花 菖 蒲 番 付


 これは明治時代に、現在の東京都葛飾区堀切にあった花菖蒲園の一つで、武蔵園という花菖蒲園がが発行した花菖蒲の番付です。たて38センチ、よこ28センチの薄い和紙に、ちょうど相撲の番付のように、花菖蒲の品種名がならべられています。
 
 この番付には全部で190品種くらいが記載されていますが、このなかに見られる品種のうち、こんにちまで残っているものはおよそ40品種程度です。
 行司には菖翁花の「宇 宙」を配し、「霓裳羽衣」、「立田川」、「昇り龍」など、こんにちでも評判の高い菖翁花が続きます。また、「座間の森」、「武蔵川」、「笑楽遊」、「遊女の姿」など、名前もその花容も優美な江戸の名花が名をつらねています。

 武蔵園は小高園と同じく、江戸時代末期から開園した花菖蒲園の老舗ですが、いつ開園したのかは不明です。武蔵園の花菖蒲に関する資料としては、この番付のほか『花菖蒲図譜(武蔵屋瀧蔵編)』が、京都大学に残されています。

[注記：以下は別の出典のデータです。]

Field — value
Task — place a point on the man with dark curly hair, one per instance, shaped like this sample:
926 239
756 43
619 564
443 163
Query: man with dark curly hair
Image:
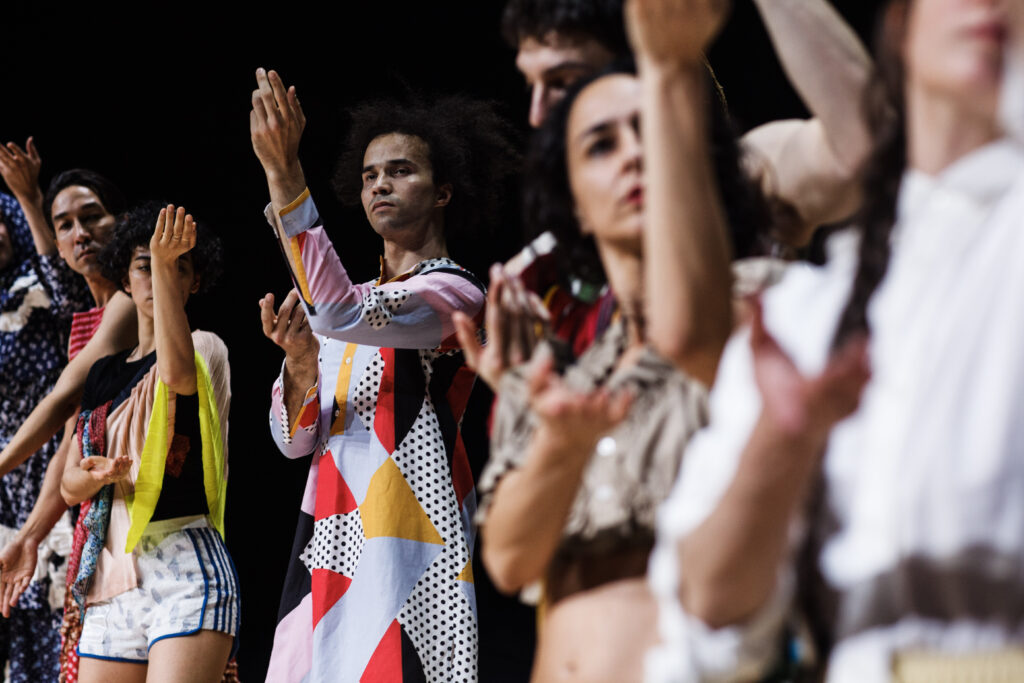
381 585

 堀切ではその昔、この武蔵園のほか小高園、吉野園、観花園、堀切園など、多くの花菖蒲園が狭い範囲に集中して開園していました。そして各園独自に趣向をこらし、各園独自に新花を作出し、客を引き付けていました。花菖蒲の番付も、このほかにも小高園のもの、堀切園のものなどが残されています。
 これら堀切にかつて見られた花菖蒲園は、太平洋戦争前までに殆ど閉園し、現在では堀切園を区が買収して都市公園として開園した「葛飾区立堀切菖蒲園」が、かろうじて昔日の堀切の名残をとどめています。